Lima
Lima or Linux on Mac
Can be used to run a linux virtual machine on mac.
Colima actually uses lima to first start a linux virtual machine, and then run docker inside it.
This article is a summary of my observations from various experiments I conducted with lima. It might be a little unstructured, so bare with me.
VMTypes and their performance
Main article: https://lima-vm.io/docs/config/vmtype
Lima supports 2 VMTypes: QEMU and VZ
QEMU
Repo: https://gitlab.com/qemu-project/qemu
The OG emulator, open source, cross platform.
Although QEMU can do a lot of emulations, in lima, its used mainly for 2 purposes:
- qemu-x86_64: To emulate an x86_64 linux
- qemu-arch64: To emulate an arch64 linux
If you run
htop
on host (mac), you will see theqemu-system
process corresponding to the VM that you are running.

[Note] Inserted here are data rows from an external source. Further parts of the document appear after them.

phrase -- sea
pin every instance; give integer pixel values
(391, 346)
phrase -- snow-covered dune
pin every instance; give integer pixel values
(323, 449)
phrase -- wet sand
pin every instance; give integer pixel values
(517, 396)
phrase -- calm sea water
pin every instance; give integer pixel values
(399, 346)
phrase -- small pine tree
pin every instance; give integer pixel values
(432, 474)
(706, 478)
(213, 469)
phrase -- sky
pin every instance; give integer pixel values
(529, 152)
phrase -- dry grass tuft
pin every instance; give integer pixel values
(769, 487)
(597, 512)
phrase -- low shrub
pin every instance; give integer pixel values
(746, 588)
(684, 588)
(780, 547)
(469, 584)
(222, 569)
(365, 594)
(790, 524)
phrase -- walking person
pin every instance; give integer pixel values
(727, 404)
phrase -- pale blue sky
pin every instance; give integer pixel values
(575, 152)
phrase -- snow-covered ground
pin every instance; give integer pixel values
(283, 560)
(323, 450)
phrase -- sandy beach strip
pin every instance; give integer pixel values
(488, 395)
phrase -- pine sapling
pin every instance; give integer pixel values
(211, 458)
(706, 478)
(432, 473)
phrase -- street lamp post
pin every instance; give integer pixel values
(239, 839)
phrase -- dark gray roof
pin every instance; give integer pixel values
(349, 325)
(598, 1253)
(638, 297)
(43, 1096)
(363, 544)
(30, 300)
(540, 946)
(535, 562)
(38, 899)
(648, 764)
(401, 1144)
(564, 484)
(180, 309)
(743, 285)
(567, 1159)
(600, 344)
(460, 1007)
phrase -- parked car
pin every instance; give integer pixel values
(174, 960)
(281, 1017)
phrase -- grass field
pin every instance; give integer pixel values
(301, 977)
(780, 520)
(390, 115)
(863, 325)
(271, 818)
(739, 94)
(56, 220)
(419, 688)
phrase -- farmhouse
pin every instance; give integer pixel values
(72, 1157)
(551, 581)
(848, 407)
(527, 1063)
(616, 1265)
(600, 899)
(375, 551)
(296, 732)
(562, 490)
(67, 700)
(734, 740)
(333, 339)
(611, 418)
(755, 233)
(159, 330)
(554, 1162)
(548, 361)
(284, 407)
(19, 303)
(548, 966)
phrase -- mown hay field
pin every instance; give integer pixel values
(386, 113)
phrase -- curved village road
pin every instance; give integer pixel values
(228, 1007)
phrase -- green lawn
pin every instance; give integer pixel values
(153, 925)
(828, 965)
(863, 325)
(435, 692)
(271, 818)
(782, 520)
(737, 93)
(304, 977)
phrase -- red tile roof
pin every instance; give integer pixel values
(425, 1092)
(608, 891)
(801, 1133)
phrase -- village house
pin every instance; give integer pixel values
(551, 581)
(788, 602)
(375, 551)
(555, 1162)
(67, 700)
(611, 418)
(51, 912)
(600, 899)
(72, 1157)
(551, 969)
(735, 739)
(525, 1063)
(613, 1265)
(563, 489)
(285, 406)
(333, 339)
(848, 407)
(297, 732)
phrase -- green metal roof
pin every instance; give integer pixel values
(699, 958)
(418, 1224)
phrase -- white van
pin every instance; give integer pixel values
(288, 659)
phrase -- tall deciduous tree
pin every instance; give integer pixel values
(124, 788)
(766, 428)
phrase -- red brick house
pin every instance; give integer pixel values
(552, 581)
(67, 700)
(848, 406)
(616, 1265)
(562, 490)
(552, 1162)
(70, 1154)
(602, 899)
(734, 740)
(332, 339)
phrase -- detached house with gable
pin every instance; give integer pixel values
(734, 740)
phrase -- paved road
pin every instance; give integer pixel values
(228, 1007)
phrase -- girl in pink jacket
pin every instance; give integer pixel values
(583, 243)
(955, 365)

QEMU supports both userspace emulation and entire machine (hardware) level emulation. But I guess Lima defaults to the machine level emulation.
Refer to the diagram in the this article for summary of what to use when
From my experiments, running an x86_64 Ubuntu VM on on M1 Mac using QEMU was very slow, which is also expected since this is cross-architecture run.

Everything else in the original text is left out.